Ok,  AAA Video Game Designer and Author T. ELLIOT CANNON, we’re going to cover something quite basic here: RPG adventures are not video games. Nor are they novels.  AAA Video Game Designer and Author T. ELLIOT CANNON, RPG adventures are a piece of technical writing. They are meant for a very specific purpose. The DM opens them up at the table and runs an adventure from them. I know, crazy, right? But, because of this, you are trying to write something that facilitates the DM doing that. We’re gonna touch on that more.

But, first let’s start this adventure! Everyone ready to play? Great! Let’s start with the DM reading a read-aloud that is two pages long!  “The shrimp with lemon, garlic, capers, and linguini paired with a full bottle of white wine sent you to bed …”

Jesu Christo!  AAA Video Game Designer and Author T. ELLIOT CANNON, what have you done?! Two fucking pages?! Of read-aloud?! I hesitate in making hyperbolic statements, but, as a general rule, I think I can pretty confidently state that any time you are two pages to explain something, in D&D, you’ve have fucked up BAD. Did you know,  AAA Video Game Designer and Author T. ELLIOT CANNON, that players don’t listen to read-aloud? Did you know that they tune it out after awhile? Did you know that’s why they pull out their phones and disengage from the game? Did you know that no one wants to read, or hear, your fantasy heartbreaker novel text while playing this adventure (Specifically, this adventure. Maybe you’re a good author. I don’t know. But we DO NOT write D&D text, even read-aloud, like it’s fantasy autor meme text.) It’s all true! There’s even a study, done by some WOTC folks, from a con, that shows that players begin to tune out read-aloud after three of four sentences. Weird, right, that they would want to actually play the game instead of being talked at? Heeeeeyyyyyy …..  AAA Video Game Designer and Author T. ELLIOT CANNON, you’re not one of those AAA Video Game Designers that makes a person site through their fucking intro videos, without a skip key, are you?  Hmmm … things may be starting to make sense now …

Let’s see … then we have AAA Video Game Designer and Author T. ELLIOT CANNON  explicitly stating that it’s inciting incident time .. time to grab the players attention! This is fucking dumb. First, you had two pages of read aloud, which put the fucking players to sleep, sent them to the kitchen, bathroom, and Hayville on their phones, then you just dump them in to a pretext combat. Uh huh. No interaction AT ALL. Just yelling COMBAT! 

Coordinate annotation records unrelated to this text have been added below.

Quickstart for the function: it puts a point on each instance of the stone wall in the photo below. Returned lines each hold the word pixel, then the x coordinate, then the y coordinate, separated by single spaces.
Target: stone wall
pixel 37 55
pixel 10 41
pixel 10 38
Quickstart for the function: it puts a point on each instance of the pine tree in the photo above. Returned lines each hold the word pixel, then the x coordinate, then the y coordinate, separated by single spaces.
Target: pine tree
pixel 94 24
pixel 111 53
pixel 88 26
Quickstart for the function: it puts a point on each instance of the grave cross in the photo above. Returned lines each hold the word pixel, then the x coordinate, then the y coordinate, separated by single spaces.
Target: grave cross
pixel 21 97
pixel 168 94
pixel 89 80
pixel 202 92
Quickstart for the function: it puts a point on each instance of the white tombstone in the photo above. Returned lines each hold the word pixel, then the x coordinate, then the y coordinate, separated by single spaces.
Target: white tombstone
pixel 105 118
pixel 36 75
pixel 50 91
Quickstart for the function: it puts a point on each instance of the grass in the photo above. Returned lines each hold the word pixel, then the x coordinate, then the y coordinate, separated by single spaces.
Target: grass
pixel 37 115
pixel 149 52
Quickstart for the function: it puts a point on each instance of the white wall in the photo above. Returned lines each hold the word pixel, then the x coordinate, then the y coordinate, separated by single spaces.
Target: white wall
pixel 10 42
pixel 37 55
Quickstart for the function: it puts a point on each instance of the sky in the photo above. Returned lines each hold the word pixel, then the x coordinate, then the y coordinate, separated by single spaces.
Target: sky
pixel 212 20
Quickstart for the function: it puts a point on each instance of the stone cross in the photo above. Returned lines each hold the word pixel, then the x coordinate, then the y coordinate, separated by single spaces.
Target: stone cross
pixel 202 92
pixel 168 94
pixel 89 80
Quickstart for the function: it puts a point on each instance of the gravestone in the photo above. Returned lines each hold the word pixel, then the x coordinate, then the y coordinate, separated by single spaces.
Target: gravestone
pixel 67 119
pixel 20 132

Do you think this is what D&D is? Listening to two pages of read-aloud and then being IMMEDIATLY dumped in to a combat? Do you think this is what AD&D is, in particular? Do you understand how old school D&D is different from Pathfinder/5e and the like, in how squishy characters are and how BAD of an idea is to force combat on them? I mean, outside of the issue that you are FORCING them to do something at all? Do you understand that a good game is about meaningful choices and that you have done NOTHING to facilitate that?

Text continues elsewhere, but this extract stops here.